Quick Shot Review: The People Under The Stairs
Directed by: Wes Craven
While I currently have a rather large list of reviews I need to catch up on, having just seen this film for the very first time last night (yes, I have no excuse), I felt the urgency to throw down some words on this immediately.
I don't know why I never gave this film a chance, I have no excuse. For some reason it just always passed me by, and I suppose I never really heard any positive word-of-mouth, which would have gotten me to at least consider seeing it. But no, never heard a word, never saw a trailer, never thought "Hey, it's a Wes Craven film. Maybe I should give it a shot". Maybe it was because Shocker still left a bad taste in my mouth? Possibly. But in any case, I never saw it until just last night, and I went in as cold as possible, not knowing a single thing about the story, the setting, or the characters. Here are my thoughts.
Wow! The People Under The Stairs was nothing like what I was expecting, and I don't even know what I was expecting to begin with, but it sure as hell wasn't this. And you know what? I loved every fucking minute of it. This film is so damn bizarre, and so batshit crazy that I constantly kept asking myself "What the hell kind of movie is this?". It's awesome, that's what it is.
It starts off as an urban tale about a kid from the ghetto who decides to help with a robbery that will potentially yield some gold coins that he can use to help pay rent for his family, who will be evicted the following day by the greedy landlords unless they come up with triple rent.
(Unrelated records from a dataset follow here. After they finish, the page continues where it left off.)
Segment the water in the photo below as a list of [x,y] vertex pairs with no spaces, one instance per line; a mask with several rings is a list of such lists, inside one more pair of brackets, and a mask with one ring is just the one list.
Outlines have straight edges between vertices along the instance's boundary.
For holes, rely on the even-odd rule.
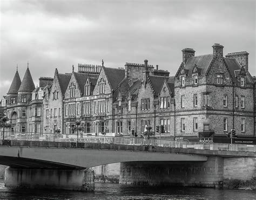
[[208,188],[154,187],[95,183],[95,192],[10,189],[0,180],[0,199],[256,199],[256,191]]

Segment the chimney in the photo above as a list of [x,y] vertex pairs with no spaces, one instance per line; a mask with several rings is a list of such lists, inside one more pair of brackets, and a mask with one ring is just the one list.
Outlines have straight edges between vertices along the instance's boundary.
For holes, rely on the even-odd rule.
[[145,81],[146,84],[147,82],[147,76],[149,74],[149,68],[147,68],[147,60],[144,60],[145,70],[143,72],[143,80]]
[[218,43],[215,43],[213,46],[212,48],[213,48],[213,57],[216,58],[223,58],[223,48],[224,47],[222,45],[220,45]]
[[241,67],[244,67],[246,72],[248,72],[248,55],[249,53],[247,52],[234,52],[228,53],[226,55],[226,57],[237,59]]
[[196,51],[191,48],[185,48],[182,49],[181,51],[182,61],[184,65],[186,64],[190,57],[194,56],[194,52],[196,52]]

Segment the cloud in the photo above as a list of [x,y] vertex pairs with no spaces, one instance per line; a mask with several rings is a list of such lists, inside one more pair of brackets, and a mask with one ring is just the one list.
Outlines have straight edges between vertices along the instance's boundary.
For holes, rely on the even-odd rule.
[[[126,62],[159,65],[174,75],[181,49],[196,55],[247,51],[256,75],[255,2],[247,1],[3,1],[1,11],[0,78],[21,78],[29,60],[40,76],[71,72],[78,63],[123,67]],[[1,96],[9,87],[1,85]],[[4,88],[6,87],[5,89]]]

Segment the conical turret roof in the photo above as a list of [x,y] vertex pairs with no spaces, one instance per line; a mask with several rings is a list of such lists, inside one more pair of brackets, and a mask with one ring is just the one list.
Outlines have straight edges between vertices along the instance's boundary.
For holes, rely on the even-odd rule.
[[33,79],[32,79],[32,76],[30,74],[30,72],[29,71],[29,69],[28,67],[18,92],[32,92],[35,89],[35,84],[33,82]]
[[21,86],[21,78],[19,77],[19,73],[18,72],[18,70],[17,70],[7,94],[18,94],[18,90]]

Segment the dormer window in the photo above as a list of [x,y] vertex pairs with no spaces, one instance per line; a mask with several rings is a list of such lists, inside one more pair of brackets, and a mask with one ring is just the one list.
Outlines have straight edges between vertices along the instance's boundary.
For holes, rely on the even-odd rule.
[[99,84],[99,94],[104,94],[105,93],[105,81],[103,80],[103,78],[100,80]]
[[197,74],[195,74],[193,76],[193,80],[194,80],[194,85],[197,85],[197,83],[198,82],[198,76]]
[[241,77],[241,87],[245,87],[245,77]]
[[222,74],[217,74],[217,84],[219,85],[223,84],[223,75]]
[[131,100],[128,100],[128,106],[127,106],[128,111],[131,111]]
[[185,86],[185,76],[181,76],[181,87]]

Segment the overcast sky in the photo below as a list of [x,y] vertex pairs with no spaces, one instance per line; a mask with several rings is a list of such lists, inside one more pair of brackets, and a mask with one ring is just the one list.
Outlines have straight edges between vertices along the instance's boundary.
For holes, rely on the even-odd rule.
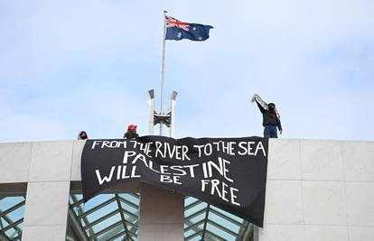
[[175,137],[262,135],[257,93],[281,138],[374,140],[372,0],[0,0],[0,142],[147,134],[164,9],[214,27],[166,42]]

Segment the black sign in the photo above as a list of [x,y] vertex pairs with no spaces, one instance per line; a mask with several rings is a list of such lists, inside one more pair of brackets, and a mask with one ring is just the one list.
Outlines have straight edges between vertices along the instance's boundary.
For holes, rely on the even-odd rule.
[[88,140],[84,200],[123,181],[174,190],[263,227],[267,143],[260,137]]

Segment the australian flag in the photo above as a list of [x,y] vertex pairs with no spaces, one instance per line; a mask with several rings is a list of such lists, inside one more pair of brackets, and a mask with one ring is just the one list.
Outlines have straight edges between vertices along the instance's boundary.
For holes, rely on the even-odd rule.
[[205,41],[209,38],[209,31],[213,28],[210,25],[183,23],[171,16],[165,17],[166,40]]

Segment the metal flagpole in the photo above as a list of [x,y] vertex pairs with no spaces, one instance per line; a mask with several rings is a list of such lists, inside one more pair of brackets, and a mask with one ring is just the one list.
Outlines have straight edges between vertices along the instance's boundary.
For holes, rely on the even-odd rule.
[[[166,37],[166,14],[164,11],[164,36],[163,36],[163,67],[161,70],[161,97],[160,97],[160,115],[164,115],[164,86],[165,79],[165,37]],[[160,135],[163,135],[163,123],[160,123]]]

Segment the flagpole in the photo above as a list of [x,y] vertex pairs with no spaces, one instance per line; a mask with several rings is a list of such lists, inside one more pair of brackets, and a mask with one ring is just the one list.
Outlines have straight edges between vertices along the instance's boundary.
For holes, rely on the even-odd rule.
[[[163,67],[161,70],[161,97],[160,97],[160,115],[164,115],[164,86],[165,80],[165,38],[166,38],[166,14],[164,10],[164,36],[163,36]],[[163,135],[163,123],[160,123],[160,135]]]

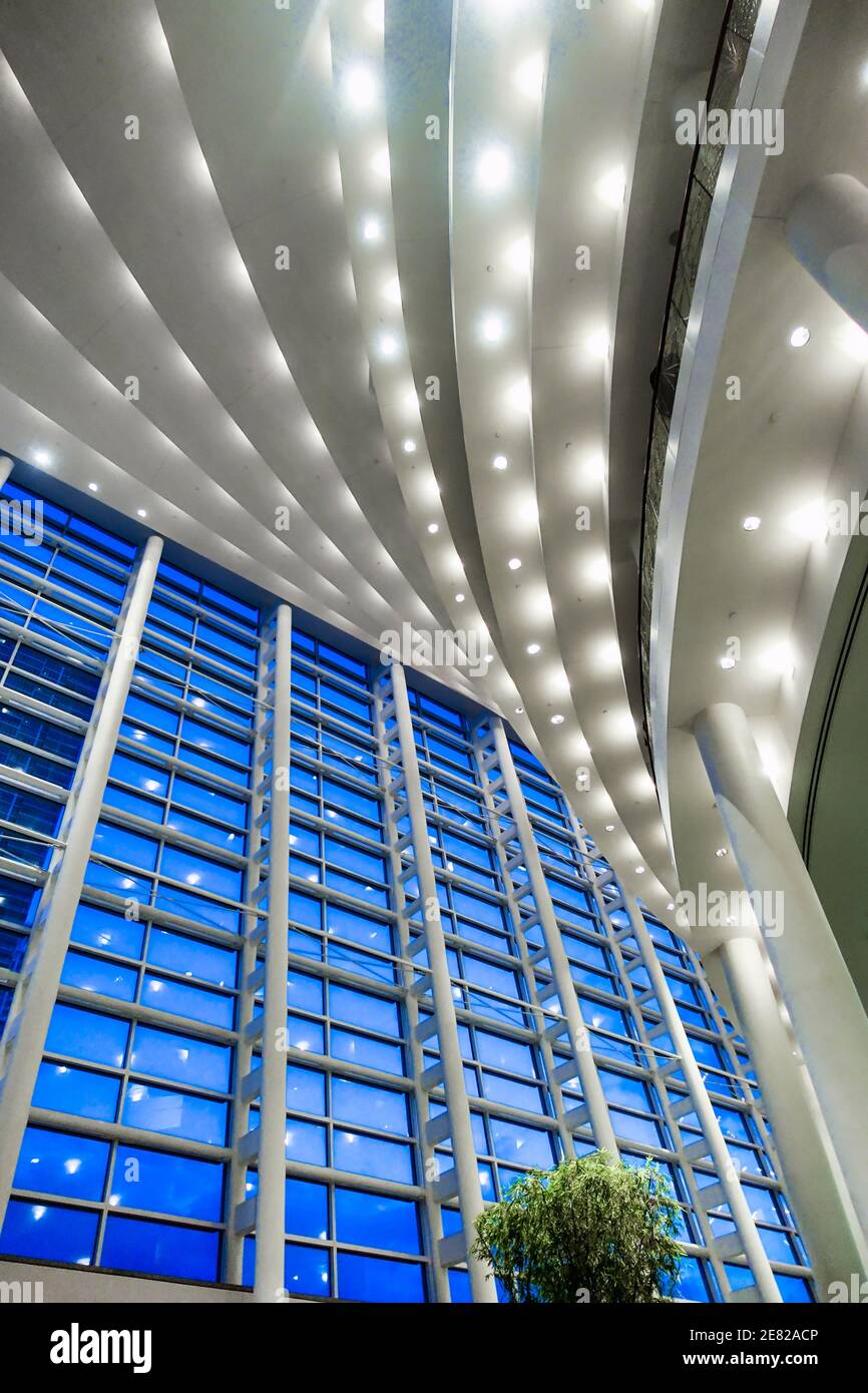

It just so happens that the house they intend to rob is also the landlord of their building. Once inside the house, they got more than they bargained for. From this moment on it turns into a house of horrors type film, and gets considerably more and more nuts as the film progresses.
One can only guess what was going through Craven's head when he conceived this story. For me personally, the whole urban angle really through me for a loop. It's not generally the type of setting or setup you usually find within a Craven film, or any horror film in general. Once the story settles in the house, it does resemble more of a Wes Craven film in both terms of aesthetic and tone, but even then, it goes so far off the rails that you kind of just throw your hands up in the air (metaphorically speaking of course), and just enjoy the ride, because personally speaking, it was one helluva ride.
I'm not sure how to even categorize this, because it's certainly not horror, though that was the intention I'm sure. While there are lots of thrilling moments, and a few intense ones, I would hardly call it scary, and it's also just so strange and oftentimes funny, that had I seen this and not known who wrote and directed it, I would never have guessed this was a horror film made by one of the biggest horror masters of our time. It possesses a very unique vibe; one that I have a hard time pinning down.
File this under "Total Surprise". This easily became one of my new favorite Wes Craven films.